I. Insufficient Reporting to the Pension Fund After Investment
(d) Without independently verifying the actual status of the unlisted company with respect to an initial public offering, the investment manager prepared its quarterly investment management report to the pension fund based on the false report from the general partner.
II. Insufficient Monitoring of the Limited Partnership After Investment
(e) The investment manager failed to take appropriate measures when the limited partnership, without reasonable cause, made additional investments in the unlisted company which withdrew its listing plan.
(f) The investment manager did not periodically review the appropriateness of the investment in the limited partnership.
Case 2: Investment Manager = > One month business suspension
Prior to Investment
I. Insufficient Due Diligence Conducted on the General Partner
(a) The investment manager failed to conduct due diligence of the general partner prior to making an investment into the limited partnership.
(b) The investment manager did not investigate the performance of the other limited partnership managed by the general partner.
II. Insufficient Confirmation of the Intent of the Pension Fund
(c) The investment manager made investments in the limited partnership without sufficiently confirming the intent of the pension fund to delegate the authority to manage the fund.
I. Insufficient Monitoring of the Limited Partnership After Investment
(d) The investment manager was not aware that the general partner failed to prepare an amendment agreement regarding the change of the business year of the limited partnership and that the general partner continued to receive management fees in accordance with the out-of-date business year.
Case 3: Trust Bank = > Three months business suspension
Prior to Investment
I. Insufficient Due Diligence Conducted on the Target Limited Partnership and the General Partner
(a) The trust bank did not have an appropriate system to review and monitor investments in the limited partnership.
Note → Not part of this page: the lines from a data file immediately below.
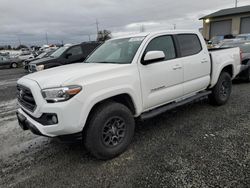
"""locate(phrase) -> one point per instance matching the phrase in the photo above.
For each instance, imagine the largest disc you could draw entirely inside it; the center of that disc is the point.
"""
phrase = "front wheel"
(222, 90)
(14, 65)
(109, 131)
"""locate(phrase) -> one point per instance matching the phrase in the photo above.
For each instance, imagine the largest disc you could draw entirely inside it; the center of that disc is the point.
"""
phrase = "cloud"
(74, 21)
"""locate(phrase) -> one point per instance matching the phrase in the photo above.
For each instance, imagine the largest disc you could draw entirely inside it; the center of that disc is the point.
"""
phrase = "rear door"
(161, 81)
(196, 63)
(221, 28)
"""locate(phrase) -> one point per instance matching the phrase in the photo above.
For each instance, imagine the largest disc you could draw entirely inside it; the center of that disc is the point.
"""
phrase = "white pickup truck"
(138, 76)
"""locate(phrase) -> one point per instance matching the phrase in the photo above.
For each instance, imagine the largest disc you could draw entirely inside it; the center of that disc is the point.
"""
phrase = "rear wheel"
(222, 90)
(110, 130)
(14, 65)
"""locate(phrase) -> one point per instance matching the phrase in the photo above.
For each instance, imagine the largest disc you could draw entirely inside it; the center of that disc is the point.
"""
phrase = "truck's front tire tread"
(93, 134)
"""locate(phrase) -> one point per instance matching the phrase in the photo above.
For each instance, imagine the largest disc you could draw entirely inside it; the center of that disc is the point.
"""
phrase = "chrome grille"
(25, 98)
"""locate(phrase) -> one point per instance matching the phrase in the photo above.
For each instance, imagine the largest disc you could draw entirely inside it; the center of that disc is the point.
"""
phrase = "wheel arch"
(123, 98)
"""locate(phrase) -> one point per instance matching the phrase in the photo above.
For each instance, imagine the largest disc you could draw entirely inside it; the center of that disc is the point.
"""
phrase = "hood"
(58, 76)
(43, 61)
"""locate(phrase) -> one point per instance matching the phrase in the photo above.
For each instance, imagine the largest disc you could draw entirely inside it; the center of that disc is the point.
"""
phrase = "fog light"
(54, 119)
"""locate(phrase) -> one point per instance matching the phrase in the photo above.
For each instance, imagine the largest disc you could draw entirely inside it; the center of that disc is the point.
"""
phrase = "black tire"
(109, 131)
(222, 90)
(14, 65)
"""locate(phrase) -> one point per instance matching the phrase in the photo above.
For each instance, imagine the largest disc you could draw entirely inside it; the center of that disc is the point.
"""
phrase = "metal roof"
(227, 12)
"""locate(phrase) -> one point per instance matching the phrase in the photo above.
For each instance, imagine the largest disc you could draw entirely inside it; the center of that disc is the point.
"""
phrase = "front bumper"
(68, 114)
(25, 124)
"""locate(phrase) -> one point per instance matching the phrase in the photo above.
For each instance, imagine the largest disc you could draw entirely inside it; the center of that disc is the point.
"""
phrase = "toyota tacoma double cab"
(137, 76)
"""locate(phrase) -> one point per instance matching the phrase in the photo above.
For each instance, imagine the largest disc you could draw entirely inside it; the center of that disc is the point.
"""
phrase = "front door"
(161, 82)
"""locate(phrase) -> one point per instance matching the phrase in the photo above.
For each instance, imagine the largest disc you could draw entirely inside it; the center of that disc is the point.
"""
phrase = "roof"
(145, 34)
(227, 12)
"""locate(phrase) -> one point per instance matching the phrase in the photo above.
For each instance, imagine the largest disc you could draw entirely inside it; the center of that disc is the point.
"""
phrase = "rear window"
(189, 44)
(245, 48)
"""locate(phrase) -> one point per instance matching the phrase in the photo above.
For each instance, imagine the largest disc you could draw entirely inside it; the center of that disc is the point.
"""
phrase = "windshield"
(41, 55)
(119, 51)
(59, 52)
(245, 48)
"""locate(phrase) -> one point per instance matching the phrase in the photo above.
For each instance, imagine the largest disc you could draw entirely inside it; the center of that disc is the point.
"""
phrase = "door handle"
(177, 67)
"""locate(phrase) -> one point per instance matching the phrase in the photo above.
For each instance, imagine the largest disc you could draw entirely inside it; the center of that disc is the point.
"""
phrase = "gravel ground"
(197, 145)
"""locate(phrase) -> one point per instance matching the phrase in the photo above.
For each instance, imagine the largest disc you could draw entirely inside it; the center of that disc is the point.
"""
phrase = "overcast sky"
(73, 20)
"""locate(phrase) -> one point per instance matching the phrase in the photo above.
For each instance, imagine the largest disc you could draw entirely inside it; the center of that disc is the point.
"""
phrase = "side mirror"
(68, 55)
(153, 56)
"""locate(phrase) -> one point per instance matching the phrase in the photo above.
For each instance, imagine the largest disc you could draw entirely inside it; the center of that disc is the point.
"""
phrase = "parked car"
(26, 55)
(42, 55)
(244, 36)
(138, 76)
(245, 49)
(11, 63)
(217, 39)
(64, 55)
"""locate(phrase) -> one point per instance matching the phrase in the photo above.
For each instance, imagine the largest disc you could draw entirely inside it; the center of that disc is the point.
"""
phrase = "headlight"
(39, 67)
(61, 94)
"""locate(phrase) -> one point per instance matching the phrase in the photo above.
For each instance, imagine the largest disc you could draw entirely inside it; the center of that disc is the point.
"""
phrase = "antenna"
(97, 26)
(236, 3)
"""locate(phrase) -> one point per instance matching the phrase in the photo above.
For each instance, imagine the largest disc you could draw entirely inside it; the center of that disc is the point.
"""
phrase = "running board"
(165, 108)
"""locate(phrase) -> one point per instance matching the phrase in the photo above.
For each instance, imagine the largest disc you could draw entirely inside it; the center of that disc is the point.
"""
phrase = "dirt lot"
(195, 146)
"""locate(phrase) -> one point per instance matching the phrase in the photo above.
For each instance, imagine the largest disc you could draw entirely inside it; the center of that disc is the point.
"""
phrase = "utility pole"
(19, 40)
(236, 3)
(142, 28)
(47, 38)
(97, 26)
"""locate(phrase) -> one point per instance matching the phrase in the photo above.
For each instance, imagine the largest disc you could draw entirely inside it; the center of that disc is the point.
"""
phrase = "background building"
(227, 21)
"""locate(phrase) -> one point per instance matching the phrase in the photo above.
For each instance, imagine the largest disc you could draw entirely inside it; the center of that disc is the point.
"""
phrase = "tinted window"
(118, 51)
(245, 48)
(76, 50)
(189, 44)
(163, 43)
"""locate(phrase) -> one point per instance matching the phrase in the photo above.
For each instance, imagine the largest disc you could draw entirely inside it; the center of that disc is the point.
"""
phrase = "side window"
(76, 50)
(189, 44)
(163, 43)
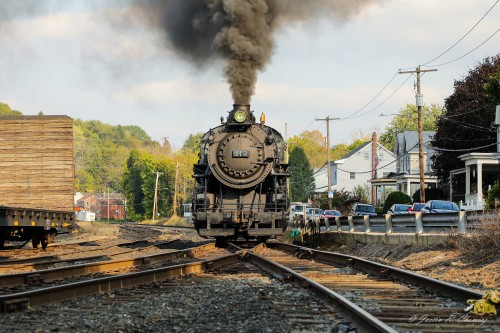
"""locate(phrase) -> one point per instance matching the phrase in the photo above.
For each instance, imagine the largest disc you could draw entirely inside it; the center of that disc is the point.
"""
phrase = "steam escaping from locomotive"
(238, 31)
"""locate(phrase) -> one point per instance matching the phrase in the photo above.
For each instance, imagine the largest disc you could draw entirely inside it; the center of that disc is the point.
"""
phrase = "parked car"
(416, 207)
(397, 209)
(440, 206)
(314, 213)
(359, 209)
(298, 212)
(331, 213)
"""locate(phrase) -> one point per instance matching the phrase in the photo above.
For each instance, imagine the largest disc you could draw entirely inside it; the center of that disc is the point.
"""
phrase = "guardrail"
(417, 223)
(423, 229)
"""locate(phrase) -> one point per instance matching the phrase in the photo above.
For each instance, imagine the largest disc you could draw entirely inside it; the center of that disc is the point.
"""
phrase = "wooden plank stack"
(36, 162)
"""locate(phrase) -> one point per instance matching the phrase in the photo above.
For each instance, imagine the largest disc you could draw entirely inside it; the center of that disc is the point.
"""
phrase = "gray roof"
(408, 141)
(361, 146)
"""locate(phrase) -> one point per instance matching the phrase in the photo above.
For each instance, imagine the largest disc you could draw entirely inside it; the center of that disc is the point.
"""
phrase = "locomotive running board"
(216, 232)
(265, 232)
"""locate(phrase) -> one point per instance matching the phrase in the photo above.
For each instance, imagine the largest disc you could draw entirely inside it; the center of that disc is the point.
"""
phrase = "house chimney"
(374, 167)
(497, 122)
(374, 155)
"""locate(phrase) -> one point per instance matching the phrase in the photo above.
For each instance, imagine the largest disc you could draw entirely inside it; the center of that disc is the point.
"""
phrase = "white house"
(355, 168)
(407, 163)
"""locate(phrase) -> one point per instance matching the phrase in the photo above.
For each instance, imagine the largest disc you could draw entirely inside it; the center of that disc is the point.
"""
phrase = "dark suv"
(359, 209)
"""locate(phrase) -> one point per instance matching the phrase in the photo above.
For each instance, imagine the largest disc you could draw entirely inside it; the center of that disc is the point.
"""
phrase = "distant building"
(104, 205)
(112, 206)
(89, 203)
(407, 162)
(355, 168)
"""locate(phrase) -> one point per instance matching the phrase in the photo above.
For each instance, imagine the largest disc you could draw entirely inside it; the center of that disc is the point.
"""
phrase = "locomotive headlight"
(240, 116)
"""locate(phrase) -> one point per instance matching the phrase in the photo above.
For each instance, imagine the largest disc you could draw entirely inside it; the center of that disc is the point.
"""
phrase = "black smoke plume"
(239, 31)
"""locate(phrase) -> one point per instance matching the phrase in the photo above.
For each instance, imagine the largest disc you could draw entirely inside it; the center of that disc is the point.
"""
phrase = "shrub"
(394, 198)
(483, 236)
(493, 193)
(430, 194)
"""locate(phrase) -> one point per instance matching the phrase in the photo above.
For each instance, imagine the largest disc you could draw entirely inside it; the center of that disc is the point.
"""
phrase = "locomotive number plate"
(241, 153)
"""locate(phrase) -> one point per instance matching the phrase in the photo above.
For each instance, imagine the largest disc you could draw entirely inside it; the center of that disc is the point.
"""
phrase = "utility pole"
(420, 103)
(155, 203)
(108, 203)
(288, 189)
(165, 142)
(330, 196)
(175, 189)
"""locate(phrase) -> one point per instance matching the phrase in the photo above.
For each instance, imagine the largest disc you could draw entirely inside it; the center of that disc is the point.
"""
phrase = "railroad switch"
(34, 280)
(486, 305)
(14, 305)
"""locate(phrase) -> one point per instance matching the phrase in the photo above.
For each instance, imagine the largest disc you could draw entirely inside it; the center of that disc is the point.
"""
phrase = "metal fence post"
(462, 222)
(351, 225)
(388, 223)
(419, 227)
(366, 222)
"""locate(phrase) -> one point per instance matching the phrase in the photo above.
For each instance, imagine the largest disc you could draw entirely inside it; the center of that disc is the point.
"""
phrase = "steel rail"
(362, 319)
(52, 274)
(22, 300)
(445, 288)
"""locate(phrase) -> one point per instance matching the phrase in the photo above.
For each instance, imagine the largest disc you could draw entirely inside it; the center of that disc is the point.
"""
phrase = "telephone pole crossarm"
(328, 119)
(420, 104)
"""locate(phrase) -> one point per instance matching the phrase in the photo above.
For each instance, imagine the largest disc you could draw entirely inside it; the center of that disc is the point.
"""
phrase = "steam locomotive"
(241, 180)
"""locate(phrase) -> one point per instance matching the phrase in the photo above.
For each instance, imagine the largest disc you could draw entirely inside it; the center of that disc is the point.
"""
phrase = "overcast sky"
(93, 60)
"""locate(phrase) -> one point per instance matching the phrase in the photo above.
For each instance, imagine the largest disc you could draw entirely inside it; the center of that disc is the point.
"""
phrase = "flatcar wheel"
(35, 240)
(261, 239)
(45, 241)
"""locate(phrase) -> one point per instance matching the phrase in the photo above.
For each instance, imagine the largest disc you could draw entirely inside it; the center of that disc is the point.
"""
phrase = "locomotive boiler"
(241, 180)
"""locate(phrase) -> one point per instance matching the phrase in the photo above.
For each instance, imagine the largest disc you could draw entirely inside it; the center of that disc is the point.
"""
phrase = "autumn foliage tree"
(407, 120)
(301, 175)
(466, 124)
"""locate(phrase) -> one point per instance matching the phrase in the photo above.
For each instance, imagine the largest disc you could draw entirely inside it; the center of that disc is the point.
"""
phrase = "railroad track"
(31, 259)
(372, 302)
(12, 283)
(44, 262)
(378, 297)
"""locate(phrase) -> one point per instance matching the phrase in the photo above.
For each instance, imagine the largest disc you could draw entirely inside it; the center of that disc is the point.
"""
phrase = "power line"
(378, 94)
(449, 62)
(468, 32)
(461, 114)
(462, 150)
(381, 103)
(379, 168)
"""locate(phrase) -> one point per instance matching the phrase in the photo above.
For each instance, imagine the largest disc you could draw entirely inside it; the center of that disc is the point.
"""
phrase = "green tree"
(192, 143)
(407, 120)
(492, 86)
(301, 175)
(466, 122)
(396, 197)
(313, 145)
(139, 182)
(361, 193)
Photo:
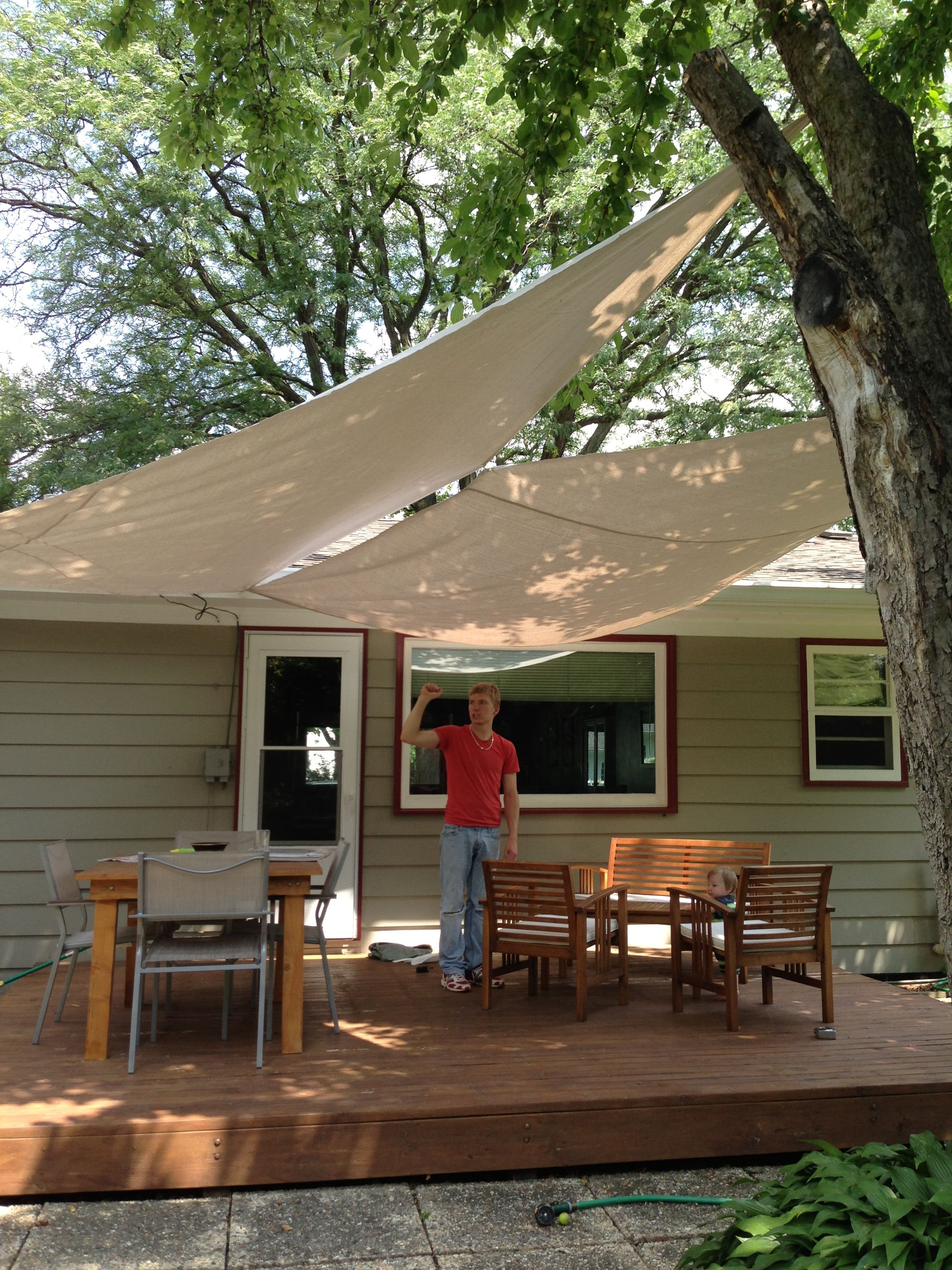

Due diligence of the limited partnership and the general partner was conducted only by sales personnel (rather than by the fund managers with review by the compliance department).
I. Insufficient Monitoring After Investment
(b) The trust bank had not developed systems to perform the continuous monitoring of performance of the general partner and failed to take appropriate actions for a significant time following an adverse opinion being issued against the unlisted company (into which the limited partnership had invested) by an auditing firm.
These cases are the first to explore the scope of the "duty of care" by investment managers and trust banks in the aftermath of the AIJ Scandal. As such, not only do these cases bear on the facts in that scandal, these cases also merit close study by all firms engaged in asset management (and other service providers) in respect of Japanese pension fund monies and investors generally. While the "duty of care" has for a long time been explicitly provided in the law, some observers in the Tokyo financial community view these decisions as having "raised the bar" considerably with respect to the scope of the duty of care applicable to asset managers and trust banks.
1—In connection with these cases, the Kanto Local Finance Bureau also released a written caution to two Article 63 notification filers to stop to providing false statements to clients. One of such filer was cautioned to stop misappropriation of the assets of the fund as well.